Heading into Saturday’s convention, Gongwer News Service, a state politics outlet, called the contest a “coin flip.” Fink said he spent almost every moment of the day talking to delegates on the convention floor in the Dort Financial Center in Flint.

“We had an awesome group of volunteers helping us get the message across to the delegates yesterday,” Fink said. “It’s an intensely personal campaign. You can see and hear and feel everything because it’s only a couple thousand people in the room. So in that sense, it was very different from all other kinds of campaigning I have done.”

The race was “highly contested,” said Hillsdale County Republican Party Chairman Brent Leininger, who attended the convention as a delegate from Hillsdale. Fink won by about three percentage points.

“A convention at times can be a very long and drawn out ordeal, dealing with the rules and nuances of the party,” Leininger said. “But it was great to see Rep. Fink win the nomination.”

Many delegates considered age when casting their vote, Leininger said.

“Some thought Andrew’s youth is an issue because he can run for multiple years on the court,” Leininger said. “There are those who thought his youth would be an issue because he doesn’t have the experience as a judge.”

Although Fink is the Republican nominee, the race to fill a state Supreme Court seat is nonpartisan, so Fink will not have “Republican” next to his name on the ballot. Leininger said the party will focus on getting the word out that Fink is the GOP’s candidate.

State Senator Joe Bellino, a Republican whose district includes Hillsdale, said Fink, “when elected,” will be a great justice on the high court.

“His knowledge of our constitution and the law has rarely been seen in the legislature and quickly pointed out to us that he will be a great leader someday,” Bellino told The Collegian in a statement. “I will be proud to say, ‘I knew him when.’”

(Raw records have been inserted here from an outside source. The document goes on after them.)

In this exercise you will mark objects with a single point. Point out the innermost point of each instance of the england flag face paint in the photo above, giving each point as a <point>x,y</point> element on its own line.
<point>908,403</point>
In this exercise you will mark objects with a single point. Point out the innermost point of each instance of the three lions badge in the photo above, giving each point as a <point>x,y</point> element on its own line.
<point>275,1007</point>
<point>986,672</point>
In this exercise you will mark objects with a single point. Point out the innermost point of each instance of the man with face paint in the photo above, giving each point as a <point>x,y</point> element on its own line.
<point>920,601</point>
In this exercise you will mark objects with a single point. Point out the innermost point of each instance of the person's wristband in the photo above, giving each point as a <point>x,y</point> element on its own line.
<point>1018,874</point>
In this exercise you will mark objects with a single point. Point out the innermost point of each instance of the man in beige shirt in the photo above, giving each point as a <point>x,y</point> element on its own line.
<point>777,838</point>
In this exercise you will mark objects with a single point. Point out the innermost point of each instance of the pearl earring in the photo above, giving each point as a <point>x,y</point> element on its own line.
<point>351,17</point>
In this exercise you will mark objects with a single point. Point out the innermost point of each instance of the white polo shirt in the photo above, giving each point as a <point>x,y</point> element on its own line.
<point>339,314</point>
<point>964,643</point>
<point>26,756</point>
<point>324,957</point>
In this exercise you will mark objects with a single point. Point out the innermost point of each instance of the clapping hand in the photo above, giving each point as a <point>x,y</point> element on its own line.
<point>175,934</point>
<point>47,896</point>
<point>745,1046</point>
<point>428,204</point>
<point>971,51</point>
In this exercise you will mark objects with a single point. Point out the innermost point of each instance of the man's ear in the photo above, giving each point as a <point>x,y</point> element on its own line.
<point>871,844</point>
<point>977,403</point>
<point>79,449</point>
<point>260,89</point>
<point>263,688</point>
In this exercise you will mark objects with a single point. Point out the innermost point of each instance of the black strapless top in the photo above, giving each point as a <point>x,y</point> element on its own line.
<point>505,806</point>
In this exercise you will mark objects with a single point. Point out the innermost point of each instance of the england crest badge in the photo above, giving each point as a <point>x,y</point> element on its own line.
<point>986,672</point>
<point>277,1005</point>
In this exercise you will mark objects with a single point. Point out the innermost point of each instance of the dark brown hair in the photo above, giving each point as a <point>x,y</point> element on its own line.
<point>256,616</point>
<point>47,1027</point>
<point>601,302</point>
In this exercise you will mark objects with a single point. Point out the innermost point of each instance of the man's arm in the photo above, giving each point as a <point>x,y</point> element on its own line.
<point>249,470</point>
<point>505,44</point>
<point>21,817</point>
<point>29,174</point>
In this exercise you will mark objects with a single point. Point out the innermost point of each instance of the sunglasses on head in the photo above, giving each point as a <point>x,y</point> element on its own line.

Thomas, Fink’s opponent, is a professor at the University of Michigan Law School and was appointed by Whitmer to the Michigan Task Force on Juvenile Justice Reform in 2021. Before joining the faculty, she was a trial attorney in Philadelphia and currently directs the Juvenile Justice Clinic at Michigan Law.

Fink graduated from Hillsdale in 2006 with a politics degree and served in the Marines after college as a military lawyer in the Judge Advocate General Program. After moving back to Hillsdale in 2017, he was elected as a state representative in 2020 and is currently serving his second term in Lansing.

Fink said his general election campaign will focus on affording “every citizen an equal shot at justice under law.”

“Your case should be decided based on what the law says, not based on who you are or who your friends are,” Fink said. “That’s the message that people should be hearing from us, and I expect it’s going to be successful.”

An earlier version of this article stated that no Michigan Supreme Court justice has lost reelection. An incumbent justice lost reelection in 2018.